Os ex-boleiros que escolheram pinga, motel e churrasco como ganha-pão

Depois dos clubes fecharem as portas em suas caras, eles foram atrás duma aposentadoria curtição.
CT
ilustração por Cassio Tisseo

Motel, escuna, costela no bafo e até pinga da boa. Ao citar essas palavras numa rodinha de futebol, as primeiras coisas que vêm à cabeça são coisas como férias, lazer, curtição, Adriano Imperador, certo? Para quatro ex-jogadores de grandes clubes do futebol nacional, não. Significam trabalho, muito trabalho.

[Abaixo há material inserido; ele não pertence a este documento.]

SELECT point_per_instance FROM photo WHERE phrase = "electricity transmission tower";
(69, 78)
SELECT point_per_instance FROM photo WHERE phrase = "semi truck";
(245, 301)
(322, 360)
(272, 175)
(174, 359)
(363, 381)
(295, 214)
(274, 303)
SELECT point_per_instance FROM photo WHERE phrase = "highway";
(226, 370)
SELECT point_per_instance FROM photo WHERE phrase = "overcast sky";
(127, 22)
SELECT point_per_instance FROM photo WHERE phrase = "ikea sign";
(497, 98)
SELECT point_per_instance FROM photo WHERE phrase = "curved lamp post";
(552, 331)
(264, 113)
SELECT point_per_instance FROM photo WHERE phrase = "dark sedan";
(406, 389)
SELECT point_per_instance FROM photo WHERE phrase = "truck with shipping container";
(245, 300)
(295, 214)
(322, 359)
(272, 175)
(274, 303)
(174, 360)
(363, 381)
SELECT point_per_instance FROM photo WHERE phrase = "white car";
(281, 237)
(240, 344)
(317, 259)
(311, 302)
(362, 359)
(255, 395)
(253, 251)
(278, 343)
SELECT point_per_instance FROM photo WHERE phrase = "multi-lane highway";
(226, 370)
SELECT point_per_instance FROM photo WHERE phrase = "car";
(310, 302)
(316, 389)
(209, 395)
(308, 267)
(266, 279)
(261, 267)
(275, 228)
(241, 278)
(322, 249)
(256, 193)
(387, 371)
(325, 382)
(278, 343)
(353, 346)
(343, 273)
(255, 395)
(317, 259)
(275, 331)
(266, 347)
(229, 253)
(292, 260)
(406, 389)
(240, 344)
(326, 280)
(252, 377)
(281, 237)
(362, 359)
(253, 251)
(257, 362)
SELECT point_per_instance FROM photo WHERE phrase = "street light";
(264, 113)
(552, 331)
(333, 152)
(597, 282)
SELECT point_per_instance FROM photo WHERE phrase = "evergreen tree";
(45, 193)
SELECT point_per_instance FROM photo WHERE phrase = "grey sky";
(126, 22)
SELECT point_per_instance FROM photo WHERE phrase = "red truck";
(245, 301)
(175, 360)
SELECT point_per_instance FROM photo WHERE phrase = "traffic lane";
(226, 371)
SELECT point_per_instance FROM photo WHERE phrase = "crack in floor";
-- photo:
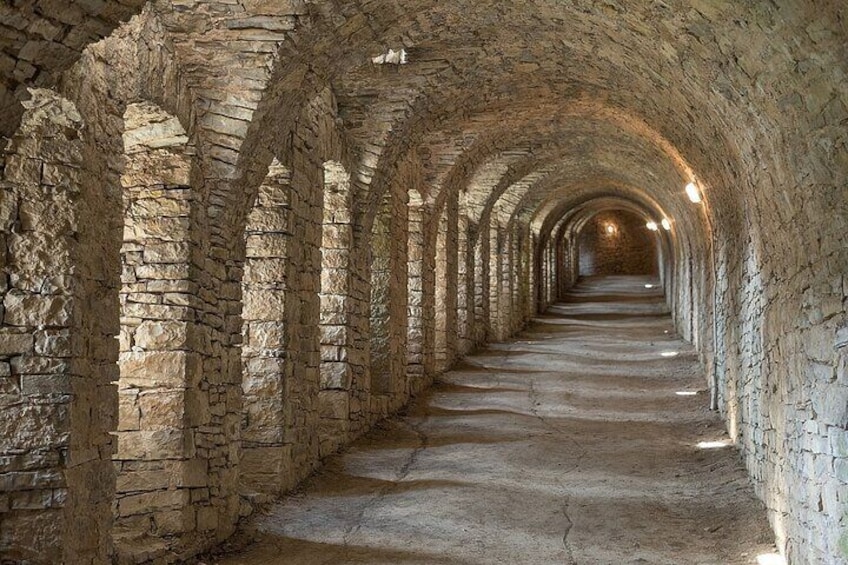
(379, 496)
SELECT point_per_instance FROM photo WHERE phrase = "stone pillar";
(265, 466)
(446, 299)
(481, 285)
(57, 350)
(416, 333)
(162, 487)
(337, 405)
(465, 289)
(380, 338)
(399, 297)
(496, 281)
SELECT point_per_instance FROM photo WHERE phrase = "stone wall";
(242, 290)
(617, 243)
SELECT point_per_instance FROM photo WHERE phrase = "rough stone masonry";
(234, 235)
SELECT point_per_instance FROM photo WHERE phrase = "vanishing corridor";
(568, 444)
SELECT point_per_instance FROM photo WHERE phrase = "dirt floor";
(569, 444)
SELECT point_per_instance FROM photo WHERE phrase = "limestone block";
(55, 343)
(266, 270)
(15, 343)
(29, 427)
(193, 474)
(269, 366)
(334, 405)
(264, 305)
(334, 335)
(174, 522)
(162, 271)
(335, 376)
(144, 481)
(174, 252)
(153, 369)
(22, 309)
(161, 335)
(162, 409)
(268, 220)
(151, 444)
(334, 281)
(267, 246)
(155, 501)
(207, 518)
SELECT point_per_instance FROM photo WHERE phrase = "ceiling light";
(770, 559)
(693, 193)
(391, 57)
(714, 444)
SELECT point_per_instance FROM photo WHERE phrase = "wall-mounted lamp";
(693, 193)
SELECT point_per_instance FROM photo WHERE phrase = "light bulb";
(693, 193)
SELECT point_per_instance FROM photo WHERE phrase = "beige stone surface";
(226, 234)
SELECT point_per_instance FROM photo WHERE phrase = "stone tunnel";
(238, 237)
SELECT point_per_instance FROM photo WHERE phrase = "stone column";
(265, 466)
(59, 311)
(162, 487)
(416, 333)
(337, 405)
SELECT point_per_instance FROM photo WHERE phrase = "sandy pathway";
(569, 444)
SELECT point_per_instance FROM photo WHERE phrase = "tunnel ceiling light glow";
(714, 444)
(770, 559)
(391, 57)
(693, 193)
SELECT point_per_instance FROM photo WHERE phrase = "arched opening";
(60, 235)
(157, 461)
(389, 301)
(266, 369)
(617, 242)
(336, 390)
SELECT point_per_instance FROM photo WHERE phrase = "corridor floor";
(568, 444)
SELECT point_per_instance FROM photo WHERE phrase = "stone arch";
(388, 303)
(265, 465)
(617, 242)
(57, 362)
(161, 402)
(339, 401)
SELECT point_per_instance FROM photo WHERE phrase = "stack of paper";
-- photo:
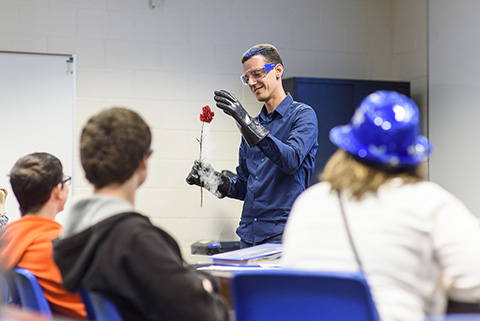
(251, 255)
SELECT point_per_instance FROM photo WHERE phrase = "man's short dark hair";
(269, 52)
(112, 146)
(32, 178)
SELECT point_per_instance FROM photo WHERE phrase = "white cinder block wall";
(166, 62)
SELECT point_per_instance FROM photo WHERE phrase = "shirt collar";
(281, 109)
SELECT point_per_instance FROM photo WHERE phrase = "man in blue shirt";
(276, 156)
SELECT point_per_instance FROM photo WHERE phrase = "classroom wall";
(166, 62)
(454, 95)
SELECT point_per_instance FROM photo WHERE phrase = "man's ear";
(57, 191)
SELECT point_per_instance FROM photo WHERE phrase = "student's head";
(382, 141)
(34, 177)
(113, 145)
(262, 70)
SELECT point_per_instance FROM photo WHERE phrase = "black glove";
(250, 128)
(203, 175)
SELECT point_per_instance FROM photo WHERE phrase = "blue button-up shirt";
(272, 174)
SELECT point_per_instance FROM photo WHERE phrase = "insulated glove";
(203, 175)
(250, 128)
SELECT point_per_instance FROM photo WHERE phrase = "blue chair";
(285, 295)
(29, 292)
(99, 307)
(4, 296)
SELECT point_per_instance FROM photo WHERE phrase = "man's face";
(264, 86)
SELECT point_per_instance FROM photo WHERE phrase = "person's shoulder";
(301, 108)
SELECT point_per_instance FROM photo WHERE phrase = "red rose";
(207, 114)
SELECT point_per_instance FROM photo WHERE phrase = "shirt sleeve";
(289, 156)
(239, 182)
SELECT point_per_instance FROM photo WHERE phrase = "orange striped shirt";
(26, 243)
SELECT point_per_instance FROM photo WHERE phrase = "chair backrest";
(4, 297)
(99, 307)
(30, 293)
(263, 295)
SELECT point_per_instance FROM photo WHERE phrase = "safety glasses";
(256, 73)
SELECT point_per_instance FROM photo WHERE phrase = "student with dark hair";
(109, 247)
(375, 211)
(3, 199)
(277, 152)
(41, 189)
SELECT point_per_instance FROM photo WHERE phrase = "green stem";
(200, 160)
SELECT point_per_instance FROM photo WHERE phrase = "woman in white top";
(417, 243)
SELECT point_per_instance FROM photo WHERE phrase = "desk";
(225, 273)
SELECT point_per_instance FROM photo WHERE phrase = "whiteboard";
(37, 105)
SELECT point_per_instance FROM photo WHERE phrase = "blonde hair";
(344, 172)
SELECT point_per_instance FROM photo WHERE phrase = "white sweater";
(416, 242)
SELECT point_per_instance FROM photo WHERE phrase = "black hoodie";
(140, 268)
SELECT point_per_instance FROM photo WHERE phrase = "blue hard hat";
(385, 129)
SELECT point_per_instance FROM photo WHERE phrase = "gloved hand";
(203, 175)
(250, 128)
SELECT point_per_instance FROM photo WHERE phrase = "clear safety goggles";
(256, 73)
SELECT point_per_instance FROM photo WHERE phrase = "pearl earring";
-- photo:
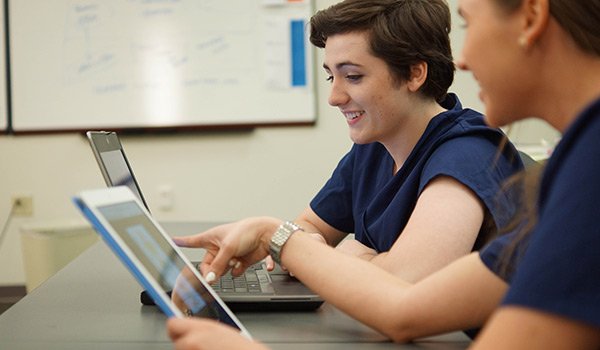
(523, 42)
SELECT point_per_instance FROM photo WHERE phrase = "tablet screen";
(163, 262)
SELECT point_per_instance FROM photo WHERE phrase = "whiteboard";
(83, 64)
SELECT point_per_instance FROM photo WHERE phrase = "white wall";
(214, 176)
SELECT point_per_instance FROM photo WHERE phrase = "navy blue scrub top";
(364, 197)
(559, 271)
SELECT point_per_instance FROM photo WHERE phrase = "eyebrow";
(342, 65)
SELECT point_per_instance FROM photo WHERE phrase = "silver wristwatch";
(283, 233)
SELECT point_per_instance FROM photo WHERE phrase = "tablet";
(151, 256)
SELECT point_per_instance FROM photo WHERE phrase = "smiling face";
(498, 62)
(363, 89)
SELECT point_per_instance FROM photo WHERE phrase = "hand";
(355, 248)
(236, 245)
(198, 334)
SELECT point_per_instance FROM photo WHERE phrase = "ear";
(418, 75)
(536, 15)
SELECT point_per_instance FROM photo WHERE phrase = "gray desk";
(93, 303)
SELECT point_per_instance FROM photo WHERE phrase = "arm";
(386, 303)
(459, 296)
(311, 222)
(521, 328)
(443, 227)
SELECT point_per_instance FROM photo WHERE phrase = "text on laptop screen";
(158, 257)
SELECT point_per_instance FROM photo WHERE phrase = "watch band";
(281, 235)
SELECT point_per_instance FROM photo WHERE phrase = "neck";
(402, 143)
(570, 80)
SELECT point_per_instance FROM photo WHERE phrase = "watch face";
(284, 231)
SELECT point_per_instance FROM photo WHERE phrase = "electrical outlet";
(22, 205)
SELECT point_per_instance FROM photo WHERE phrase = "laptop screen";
(118, 171)
(162, 261)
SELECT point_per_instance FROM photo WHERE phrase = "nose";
(461, 64)
(337, 95)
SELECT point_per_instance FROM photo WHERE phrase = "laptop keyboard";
(254, 281)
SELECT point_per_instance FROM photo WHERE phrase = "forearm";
(369, 293)
(396, 308)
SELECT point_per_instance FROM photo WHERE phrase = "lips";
(353, 115)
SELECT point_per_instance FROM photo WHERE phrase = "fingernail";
(178, 241)
(210, 277)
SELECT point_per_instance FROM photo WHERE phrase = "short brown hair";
(401, 32)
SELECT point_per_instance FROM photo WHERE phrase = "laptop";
(151, 256)
(256, 290)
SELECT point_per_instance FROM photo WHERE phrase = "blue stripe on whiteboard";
(298, 53)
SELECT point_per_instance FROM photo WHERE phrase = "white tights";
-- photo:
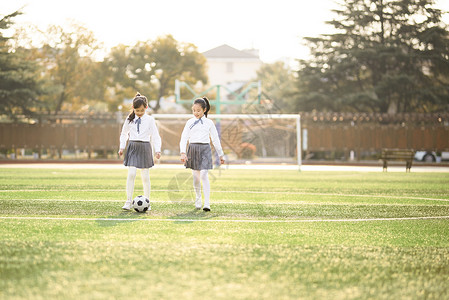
(145, 173)
(201, 176)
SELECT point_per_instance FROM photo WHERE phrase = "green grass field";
(270, 235)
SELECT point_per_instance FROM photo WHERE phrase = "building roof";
(225, 51)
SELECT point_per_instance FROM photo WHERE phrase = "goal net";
(245, 138)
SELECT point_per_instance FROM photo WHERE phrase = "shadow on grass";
(192, 216)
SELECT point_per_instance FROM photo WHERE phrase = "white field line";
(188, 202)
(247, 192)
(226, 221)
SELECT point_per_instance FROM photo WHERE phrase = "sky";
(274, 27)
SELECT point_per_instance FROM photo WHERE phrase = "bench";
(406, 155)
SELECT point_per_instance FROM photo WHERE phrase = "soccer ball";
(141, 204)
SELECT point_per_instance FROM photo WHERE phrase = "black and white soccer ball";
(141, 204)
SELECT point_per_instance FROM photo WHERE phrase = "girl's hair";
(204, 102)
(138, 101)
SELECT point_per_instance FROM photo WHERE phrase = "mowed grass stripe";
(221, 210)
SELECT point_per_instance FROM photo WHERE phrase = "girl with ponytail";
(141, 133)
(198, 132)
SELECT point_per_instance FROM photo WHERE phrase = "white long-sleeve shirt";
(201, 132)
(147, 132)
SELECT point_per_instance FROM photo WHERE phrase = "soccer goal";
(245, 138)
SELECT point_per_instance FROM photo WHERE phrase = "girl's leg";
(197, 187)
(130, 187)
(206, 188)
(146, 182)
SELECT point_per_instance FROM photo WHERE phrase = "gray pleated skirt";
(139, 154)
(199, 157)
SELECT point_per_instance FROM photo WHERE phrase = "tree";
(151, 68)
(19, 88)
(388, 56)
(72, 77)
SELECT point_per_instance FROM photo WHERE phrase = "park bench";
(406, 155)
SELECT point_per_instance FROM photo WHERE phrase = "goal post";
(248, 137)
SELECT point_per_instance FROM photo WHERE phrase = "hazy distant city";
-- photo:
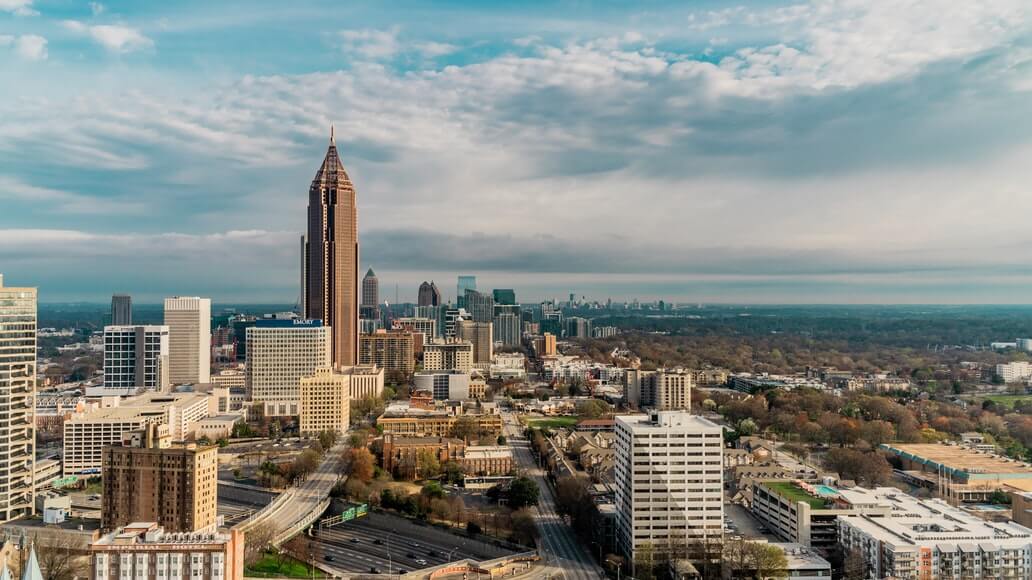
(541, 291)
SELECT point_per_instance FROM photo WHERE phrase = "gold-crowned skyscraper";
(331, 283)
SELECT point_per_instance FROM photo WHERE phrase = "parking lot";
(387, 544)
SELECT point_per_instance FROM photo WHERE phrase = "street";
(559, 546)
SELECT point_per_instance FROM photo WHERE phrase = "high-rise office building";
(659, 390)
(18, 386)
(325, 398)
(174, 486)
(331, 256)
(280, 352)
(121, 310)
(189, 322)
(464, 283)
(135, 358)
(393, 351)
(669, 481)
(371, 296)
(508, 324)
(504, 295)
(479, 333)
(429, 294)
(448, 354)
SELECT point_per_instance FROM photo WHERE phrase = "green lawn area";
(789, 491)
(551, 422)
(1007, 399)
(269, 567)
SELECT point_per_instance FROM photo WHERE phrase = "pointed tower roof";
(331, 170)
(31, 570)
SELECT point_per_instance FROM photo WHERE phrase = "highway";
(559, 546)
(292, 506)
(353, 546)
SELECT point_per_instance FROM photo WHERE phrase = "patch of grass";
(1007, 399)
(270, 567)
(792, 492)
(551, 422)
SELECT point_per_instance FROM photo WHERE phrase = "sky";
(839, 151)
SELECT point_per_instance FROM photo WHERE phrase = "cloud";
(116, 38)
(375, 44)
(28, 46)
(19, 7)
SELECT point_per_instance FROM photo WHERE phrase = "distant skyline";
(773, 152)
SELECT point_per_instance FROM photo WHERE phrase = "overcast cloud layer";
(824, 152)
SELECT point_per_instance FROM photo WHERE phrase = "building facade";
(392, 351)
(331, 290)
(448, 355)
(136, 357)
(669, 480)
(280, 352)
(18, 387)
(146, 551)
(121, 310)
(189, 322)
(664, 389)
(325, 401)
(446, 385)
(481, 336)
(175, 487)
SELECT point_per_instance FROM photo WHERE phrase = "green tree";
(523, 491)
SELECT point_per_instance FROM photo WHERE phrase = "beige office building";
(393, 351)
(660, 390)
(174, 486)
(18, 385)
(280, 352)
(448, 354)
(189, 322)
(146, 551)
(481, 335)
(325, 401)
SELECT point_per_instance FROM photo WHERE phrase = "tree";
(256, 541)
(359, 463)
(59, 557)
(523, 491)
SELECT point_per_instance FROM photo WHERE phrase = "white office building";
(135, 357)
(189, 322)
(669, 481)
(446, 385)
(931, 539)
(280, 352)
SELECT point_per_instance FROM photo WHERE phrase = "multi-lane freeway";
(390, 544)
(559, 546)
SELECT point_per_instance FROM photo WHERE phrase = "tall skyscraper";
(18, 386)
(331, 256)
(135, 357)
(429, 294)
(464, 283)
(371, 289)
(121, 310)
(669, 480)
(504, 295)
(189, 322)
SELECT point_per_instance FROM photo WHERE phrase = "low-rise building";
(931, 539)
(146, 551)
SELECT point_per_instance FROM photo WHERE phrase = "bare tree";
(62, 556)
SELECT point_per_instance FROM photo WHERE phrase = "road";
(353, 546)
(558, 544)
(301, 498)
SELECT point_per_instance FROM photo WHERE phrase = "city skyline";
(775, 152)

Sinval (ex-Botafogo, Portuguesa e Coritiba), Guga (ex-Santos, Flamengo e Botafogo), Douglas Silva (ex-Flamengo e Grêmio) e Mozart (ex-Palmeiras, Flamengo e seleção brasileira) são daqueles casos em que a vida profissional virou de ponta cabeça depois de pendurar as chuteiras. O cheiro de grama, da festa da torcida e de hotéis tiveram que ser substituídos pelos aromas de carne na brasa, de brisa marítima e de, bem, fluídos alegres de casais. Os quatro até tentaram continuar no futebol, mas a conta não fechou. Como há mais ex-boleiros do que boas vagas nos clubes, tomaram portada na cara e tiveram que se virar. E deu certo. Hoje nenhum deles pensa em trocar de vida. "Qualidade de vida, sol, pessoas alegres sempre com paz e tranquilidade em lugares bonitos. Pretendo é continuar nessa", disse Guga, 52 anos, que hoje pilota escuna em excursões turísticas em Ilha Grande, no Rio de Janeiro.

Publicidade

Antes de encontrar o negócio ideal, por pouco o ex-artilheiro santista não viu a morte depois de se aventurar no ramo de lotéricas no Rio de Janeiro. O negócio ia bem, mas havia o problema da segurança. Foram dez assaltos em suas duas lojas. Chegou uma hora que não dava mais. "Tive até síndrome do pânico e meus filhos me pediram pra largar as lotéricas porque eu poderia morrer", contou.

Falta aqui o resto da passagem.